Katsushika Hokusai (1760-1849)


Born of the poor Katsushika peasant family on the outskirts of Edo, Hokusai was early apprenticed to a maker of mirrors.  Restless, he looked for something more suited to his tastes, and soon apprenticed himself to an ukiyo-e engraver.  By the age of eighteen, he was working in the prestigious studio of Katsukawa Shunsho, illustrating books under the gagō (artist’s name) of Shunro.  Over the years, he studied just about every style of art available to him, taking a new gagō for each style—over fifty of them—eventually settling on Hokusai.  He also moved his home ninety-three times during his life, and several times had disputes with seniors that got him into trouble.  Sometime after Shunsho’s death, Hokusai was kicked out of the Katsukawa school.

In the early 1820s, he began work on his masterpiece, Thirty Six Views of Mt. Fuji, later expanded to forty-six views.  Hokusai's Great Wave off Kanagawa is the first print in the original series. He published many other series, including Eight Views of Waterfalls and a series depicting each of the stations of the Tōkaidō, the government’s road between Edo and Kyōto where the emperor resided, that later influenced Hiroshige.  Among his books are One Hundred Views of Mt. Fuji containing a completely different set of pictures than his earlier ones, and Hokusai Manga, an encyclopedic book on painting technique including western techniques.  Many of his landscapes are among the most famous in the world and are still influencing artists today.

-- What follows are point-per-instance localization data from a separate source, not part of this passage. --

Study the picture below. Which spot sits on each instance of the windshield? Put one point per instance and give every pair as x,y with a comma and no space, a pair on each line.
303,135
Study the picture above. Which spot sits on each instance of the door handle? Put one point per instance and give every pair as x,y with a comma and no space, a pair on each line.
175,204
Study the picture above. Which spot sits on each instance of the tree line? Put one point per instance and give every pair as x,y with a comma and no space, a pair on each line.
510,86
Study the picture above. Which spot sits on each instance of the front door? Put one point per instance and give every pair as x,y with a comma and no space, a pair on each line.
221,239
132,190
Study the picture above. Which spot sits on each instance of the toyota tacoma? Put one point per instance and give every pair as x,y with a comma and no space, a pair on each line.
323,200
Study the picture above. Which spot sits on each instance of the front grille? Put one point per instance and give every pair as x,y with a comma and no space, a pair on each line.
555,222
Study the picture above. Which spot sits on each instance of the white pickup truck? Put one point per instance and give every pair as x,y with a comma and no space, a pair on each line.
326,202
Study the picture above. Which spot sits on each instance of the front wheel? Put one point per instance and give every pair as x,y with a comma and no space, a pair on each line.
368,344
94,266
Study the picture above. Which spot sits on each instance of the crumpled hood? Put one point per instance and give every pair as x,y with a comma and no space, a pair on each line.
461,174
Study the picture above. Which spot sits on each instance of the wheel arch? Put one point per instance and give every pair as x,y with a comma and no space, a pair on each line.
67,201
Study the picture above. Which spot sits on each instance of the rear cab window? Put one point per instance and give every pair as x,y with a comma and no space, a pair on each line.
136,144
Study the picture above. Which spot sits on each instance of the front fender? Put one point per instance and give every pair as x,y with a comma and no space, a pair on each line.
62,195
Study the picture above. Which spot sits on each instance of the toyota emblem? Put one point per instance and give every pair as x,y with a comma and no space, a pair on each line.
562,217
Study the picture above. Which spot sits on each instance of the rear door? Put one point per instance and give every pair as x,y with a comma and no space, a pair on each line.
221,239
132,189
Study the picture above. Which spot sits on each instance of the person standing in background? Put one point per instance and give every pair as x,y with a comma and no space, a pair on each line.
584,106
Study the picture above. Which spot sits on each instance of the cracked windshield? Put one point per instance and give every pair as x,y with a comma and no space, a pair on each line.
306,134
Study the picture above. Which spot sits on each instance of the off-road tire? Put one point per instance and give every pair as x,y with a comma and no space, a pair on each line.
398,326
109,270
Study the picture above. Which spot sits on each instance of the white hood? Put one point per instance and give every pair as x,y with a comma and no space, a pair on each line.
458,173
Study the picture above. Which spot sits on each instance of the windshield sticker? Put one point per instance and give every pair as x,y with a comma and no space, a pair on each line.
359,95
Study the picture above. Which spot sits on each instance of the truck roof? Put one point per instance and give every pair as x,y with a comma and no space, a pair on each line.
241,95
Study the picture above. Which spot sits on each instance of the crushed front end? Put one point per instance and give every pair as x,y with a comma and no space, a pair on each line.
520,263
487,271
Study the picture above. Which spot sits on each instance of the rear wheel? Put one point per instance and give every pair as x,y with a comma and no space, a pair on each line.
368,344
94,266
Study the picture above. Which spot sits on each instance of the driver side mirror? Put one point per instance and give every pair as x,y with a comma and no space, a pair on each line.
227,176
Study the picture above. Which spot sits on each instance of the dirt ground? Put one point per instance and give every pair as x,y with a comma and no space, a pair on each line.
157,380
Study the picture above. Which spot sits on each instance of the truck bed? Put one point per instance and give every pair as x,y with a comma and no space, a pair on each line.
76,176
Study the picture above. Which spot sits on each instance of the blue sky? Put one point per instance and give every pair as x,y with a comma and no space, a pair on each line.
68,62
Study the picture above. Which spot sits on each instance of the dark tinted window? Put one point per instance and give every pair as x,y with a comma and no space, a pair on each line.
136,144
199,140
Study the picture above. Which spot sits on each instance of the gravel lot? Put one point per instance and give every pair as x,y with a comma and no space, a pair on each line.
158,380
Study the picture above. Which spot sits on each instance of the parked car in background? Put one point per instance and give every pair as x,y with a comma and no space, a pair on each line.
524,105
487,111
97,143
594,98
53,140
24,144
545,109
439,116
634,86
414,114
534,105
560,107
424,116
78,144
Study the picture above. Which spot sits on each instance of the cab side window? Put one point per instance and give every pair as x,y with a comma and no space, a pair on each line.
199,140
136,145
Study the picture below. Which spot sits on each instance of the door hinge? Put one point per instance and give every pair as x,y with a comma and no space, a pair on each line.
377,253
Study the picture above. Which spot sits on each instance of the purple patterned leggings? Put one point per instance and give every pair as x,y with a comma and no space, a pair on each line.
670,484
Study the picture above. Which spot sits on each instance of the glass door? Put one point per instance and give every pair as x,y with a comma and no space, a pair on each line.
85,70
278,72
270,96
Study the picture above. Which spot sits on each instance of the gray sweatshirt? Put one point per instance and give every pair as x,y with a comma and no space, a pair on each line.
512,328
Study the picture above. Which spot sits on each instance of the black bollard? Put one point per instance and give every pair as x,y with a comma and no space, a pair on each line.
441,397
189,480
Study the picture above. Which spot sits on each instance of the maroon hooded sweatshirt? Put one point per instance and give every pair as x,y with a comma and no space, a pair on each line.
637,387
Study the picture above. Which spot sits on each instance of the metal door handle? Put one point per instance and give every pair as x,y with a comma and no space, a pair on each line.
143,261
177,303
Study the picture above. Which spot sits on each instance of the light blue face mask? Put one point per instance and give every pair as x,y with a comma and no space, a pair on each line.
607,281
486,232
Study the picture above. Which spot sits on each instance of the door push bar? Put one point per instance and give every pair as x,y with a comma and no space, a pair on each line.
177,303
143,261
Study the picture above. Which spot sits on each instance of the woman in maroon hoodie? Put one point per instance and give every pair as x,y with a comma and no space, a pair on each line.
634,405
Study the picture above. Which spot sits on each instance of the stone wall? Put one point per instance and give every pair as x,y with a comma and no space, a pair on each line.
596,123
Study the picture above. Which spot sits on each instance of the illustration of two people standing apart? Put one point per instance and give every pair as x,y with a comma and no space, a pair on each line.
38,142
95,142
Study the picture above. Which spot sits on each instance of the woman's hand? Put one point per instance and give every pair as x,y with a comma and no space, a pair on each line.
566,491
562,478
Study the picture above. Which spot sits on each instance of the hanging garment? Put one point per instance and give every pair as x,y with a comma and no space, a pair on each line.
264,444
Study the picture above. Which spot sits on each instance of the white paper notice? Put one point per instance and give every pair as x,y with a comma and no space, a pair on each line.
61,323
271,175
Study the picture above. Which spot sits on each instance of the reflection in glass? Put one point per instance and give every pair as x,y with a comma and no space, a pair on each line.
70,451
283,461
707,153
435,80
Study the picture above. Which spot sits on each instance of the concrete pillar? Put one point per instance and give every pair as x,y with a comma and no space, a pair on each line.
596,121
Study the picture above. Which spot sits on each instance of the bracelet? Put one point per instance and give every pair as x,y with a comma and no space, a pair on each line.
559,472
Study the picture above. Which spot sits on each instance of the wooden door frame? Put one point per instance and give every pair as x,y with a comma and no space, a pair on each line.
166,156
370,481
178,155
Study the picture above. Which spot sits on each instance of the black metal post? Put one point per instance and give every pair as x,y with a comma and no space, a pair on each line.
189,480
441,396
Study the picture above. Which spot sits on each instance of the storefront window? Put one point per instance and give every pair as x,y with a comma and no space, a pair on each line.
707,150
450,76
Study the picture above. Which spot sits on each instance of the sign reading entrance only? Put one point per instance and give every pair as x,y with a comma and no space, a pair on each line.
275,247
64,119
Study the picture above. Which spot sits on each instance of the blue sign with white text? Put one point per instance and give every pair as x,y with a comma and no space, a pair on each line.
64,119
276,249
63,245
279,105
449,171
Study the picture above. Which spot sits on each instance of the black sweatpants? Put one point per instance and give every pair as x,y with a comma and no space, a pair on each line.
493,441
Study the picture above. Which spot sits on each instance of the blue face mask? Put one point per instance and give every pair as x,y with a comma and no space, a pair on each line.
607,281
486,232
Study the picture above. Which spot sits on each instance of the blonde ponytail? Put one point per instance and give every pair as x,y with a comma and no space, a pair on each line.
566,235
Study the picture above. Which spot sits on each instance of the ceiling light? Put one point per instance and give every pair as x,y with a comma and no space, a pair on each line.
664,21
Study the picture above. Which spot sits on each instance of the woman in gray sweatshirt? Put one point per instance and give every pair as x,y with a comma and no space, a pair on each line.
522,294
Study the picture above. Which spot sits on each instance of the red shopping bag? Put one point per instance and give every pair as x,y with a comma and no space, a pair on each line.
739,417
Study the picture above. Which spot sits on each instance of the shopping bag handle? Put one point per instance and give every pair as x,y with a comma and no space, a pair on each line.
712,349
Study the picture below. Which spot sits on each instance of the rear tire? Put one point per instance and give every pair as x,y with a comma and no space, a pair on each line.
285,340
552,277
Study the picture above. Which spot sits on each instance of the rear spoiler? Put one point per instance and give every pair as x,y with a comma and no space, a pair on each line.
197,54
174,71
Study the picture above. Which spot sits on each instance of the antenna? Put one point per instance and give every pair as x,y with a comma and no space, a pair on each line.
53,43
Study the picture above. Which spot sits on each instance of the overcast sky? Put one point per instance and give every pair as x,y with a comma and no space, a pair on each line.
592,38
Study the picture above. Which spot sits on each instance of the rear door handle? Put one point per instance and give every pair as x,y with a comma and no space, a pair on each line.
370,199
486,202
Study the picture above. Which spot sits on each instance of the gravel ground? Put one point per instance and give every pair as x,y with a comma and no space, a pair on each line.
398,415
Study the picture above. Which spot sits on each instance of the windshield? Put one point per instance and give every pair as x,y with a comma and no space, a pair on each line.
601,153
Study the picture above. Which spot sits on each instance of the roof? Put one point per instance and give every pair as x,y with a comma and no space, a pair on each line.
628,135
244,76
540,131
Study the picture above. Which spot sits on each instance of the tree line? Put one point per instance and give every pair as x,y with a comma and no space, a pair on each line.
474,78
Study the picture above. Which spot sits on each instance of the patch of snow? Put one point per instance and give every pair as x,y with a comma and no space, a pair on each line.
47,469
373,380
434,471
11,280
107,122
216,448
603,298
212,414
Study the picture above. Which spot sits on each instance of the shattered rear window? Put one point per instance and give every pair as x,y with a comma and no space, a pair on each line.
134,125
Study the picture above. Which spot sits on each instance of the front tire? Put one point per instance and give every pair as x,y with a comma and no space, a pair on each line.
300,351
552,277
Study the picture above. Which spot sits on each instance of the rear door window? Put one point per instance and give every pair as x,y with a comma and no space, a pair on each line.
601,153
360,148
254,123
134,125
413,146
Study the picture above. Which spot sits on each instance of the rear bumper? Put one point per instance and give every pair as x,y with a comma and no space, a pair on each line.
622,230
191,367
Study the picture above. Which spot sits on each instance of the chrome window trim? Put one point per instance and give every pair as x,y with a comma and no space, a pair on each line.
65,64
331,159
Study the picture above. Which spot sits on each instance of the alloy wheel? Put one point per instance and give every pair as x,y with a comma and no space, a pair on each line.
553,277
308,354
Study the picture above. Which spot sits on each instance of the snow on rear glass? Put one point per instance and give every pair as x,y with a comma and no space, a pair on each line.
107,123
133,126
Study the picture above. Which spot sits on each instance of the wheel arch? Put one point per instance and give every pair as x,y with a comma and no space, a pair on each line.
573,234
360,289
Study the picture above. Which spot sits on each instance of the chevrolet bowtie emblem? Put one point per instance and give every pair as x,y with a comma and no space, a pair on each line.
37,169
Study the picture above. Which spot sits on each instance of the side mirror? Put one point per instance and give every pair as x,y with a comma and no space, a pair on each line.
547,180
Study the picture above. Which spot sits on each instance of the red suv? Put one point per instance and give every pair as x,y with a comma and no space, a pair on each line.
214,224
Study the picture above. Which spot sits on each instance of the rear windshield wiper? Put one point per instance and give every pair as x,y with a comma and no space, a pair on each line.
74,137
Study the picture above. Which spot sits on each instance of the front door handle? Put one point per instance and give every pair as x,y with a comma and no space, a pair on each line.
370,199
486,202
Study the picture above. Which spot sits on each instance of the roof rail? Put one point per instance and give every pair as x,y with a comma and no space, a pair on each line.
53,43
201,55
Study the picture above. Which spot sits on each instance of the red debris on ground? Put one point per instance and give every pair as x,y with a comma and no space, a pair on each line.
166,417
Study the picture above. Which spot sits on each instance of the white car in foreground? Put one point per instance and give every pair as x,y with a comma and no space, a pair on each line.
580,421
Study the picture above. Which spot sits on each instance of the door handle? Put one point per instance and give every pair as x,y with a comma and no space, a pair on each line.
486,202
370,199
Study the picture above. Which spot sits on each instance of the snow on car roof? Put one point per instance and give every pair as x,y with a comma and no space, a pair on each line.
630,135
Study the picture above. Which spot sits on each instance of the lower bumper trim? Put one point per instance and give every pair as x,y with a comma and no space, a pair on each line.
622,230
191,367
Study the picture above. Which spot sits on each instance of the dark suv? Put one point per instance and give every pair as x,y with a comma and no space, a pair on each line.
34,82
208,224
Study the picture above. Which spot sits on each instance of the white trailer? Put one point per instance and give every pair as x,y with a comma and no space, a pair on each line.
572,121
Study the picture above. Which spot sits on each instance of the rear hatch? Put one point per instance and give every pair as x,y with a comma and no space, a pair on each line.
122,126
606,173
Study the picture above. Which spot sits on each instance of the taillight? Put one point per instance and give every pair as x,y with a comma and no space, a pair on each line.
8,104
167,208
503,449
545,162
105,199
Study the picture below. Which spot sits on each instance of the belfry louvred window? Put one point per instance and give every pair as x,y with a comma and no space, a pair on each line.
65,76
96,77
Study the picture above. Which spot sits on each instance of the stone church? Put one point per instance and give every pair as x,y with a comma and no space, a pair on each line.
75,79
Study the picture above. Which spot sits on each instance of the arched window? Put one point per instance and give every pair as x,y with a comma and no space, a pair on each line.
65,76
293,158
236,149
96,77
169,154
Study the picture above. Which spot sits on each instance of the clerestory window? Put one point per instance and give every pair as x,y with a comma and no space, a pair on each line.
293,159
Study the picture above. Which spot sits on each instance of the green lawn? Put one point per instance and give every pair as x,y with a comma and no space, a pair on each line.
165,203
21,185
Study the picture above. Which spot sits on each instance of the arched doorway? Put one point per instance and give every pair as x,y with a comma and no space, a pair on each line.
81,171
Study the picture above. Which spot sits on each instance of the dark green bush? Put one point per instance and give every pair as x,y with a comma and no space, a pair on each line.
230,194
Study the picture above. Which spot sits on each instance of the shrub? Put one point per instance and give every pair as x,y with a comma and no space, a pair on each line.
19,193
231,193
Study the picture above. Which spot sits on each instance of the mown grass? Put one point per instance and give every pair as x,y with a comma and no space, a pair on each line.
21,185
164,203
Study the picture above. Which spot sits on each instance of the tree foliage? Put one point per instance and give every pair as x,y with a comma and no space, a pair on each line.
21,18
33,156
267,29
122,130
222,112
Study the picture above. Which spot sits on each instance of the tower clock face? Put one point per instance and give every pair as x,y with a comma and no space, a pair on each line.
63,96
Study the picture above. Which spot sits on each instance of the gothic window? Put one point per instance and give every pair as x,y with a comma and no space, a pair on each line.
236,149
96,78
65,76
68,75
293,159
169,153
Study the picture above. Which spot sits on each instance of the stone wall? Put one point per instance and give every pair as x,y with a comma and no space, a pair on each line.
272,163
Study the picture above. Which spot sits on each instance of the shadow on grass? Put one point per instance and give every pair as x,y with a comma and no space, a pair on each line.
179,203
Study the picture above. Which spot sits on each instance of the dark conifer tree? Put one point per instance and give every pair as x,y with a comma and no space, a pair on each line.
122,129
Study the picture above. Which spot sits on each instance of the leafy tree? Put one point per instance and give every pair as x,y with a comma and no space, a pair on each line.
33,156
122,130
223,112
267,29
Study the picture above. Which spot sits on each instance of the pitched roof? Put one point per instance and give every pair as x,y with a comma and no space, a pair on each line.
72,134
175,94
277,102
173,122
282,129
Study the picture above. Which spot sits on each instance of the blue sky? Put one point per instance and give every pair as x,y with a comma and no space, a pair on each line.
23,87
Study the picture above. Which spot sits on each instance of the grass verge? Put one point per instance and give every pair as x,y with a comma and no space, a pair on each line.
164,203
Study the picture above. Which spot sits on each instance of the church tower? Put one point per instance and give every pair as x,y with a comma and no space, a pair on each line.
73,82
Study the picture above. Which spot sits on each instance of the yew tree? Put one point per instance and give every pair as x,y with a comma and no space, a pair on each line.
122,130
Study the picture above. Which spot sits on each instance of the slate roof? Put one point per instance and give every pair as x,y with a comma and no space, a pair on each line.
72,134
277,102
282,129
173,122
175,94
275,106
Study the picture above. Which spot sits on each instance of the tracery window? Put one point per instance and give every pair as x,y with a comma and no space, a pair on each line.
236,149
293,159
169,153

At one point when using the gagō Gakyō Rōjin (old man mad about painting) Hokusai wrote:

“From the age of six I had a penchant for copying the form of things, and from about fifty, my pictures were frequently published; but until the age of seventy, nothing that I drew was worthy of notice.  At seventy-three years, I was somewhat able to fathom the growth of plants and trees, and the structure of birds, animals, insects, and fish.  Thus when I reach eighty years, I hope to have made increasing progress, and at ninety to see further into the underlying principles of things, so that at one hundred years I will have achieved a divine state in my art, and at one hundred and ten, every dot and every stroke will be as though alive.  Those of you who live long enough, bear witness that these words of mine prove not false.”

Hokusai died at the age of eighty-nine.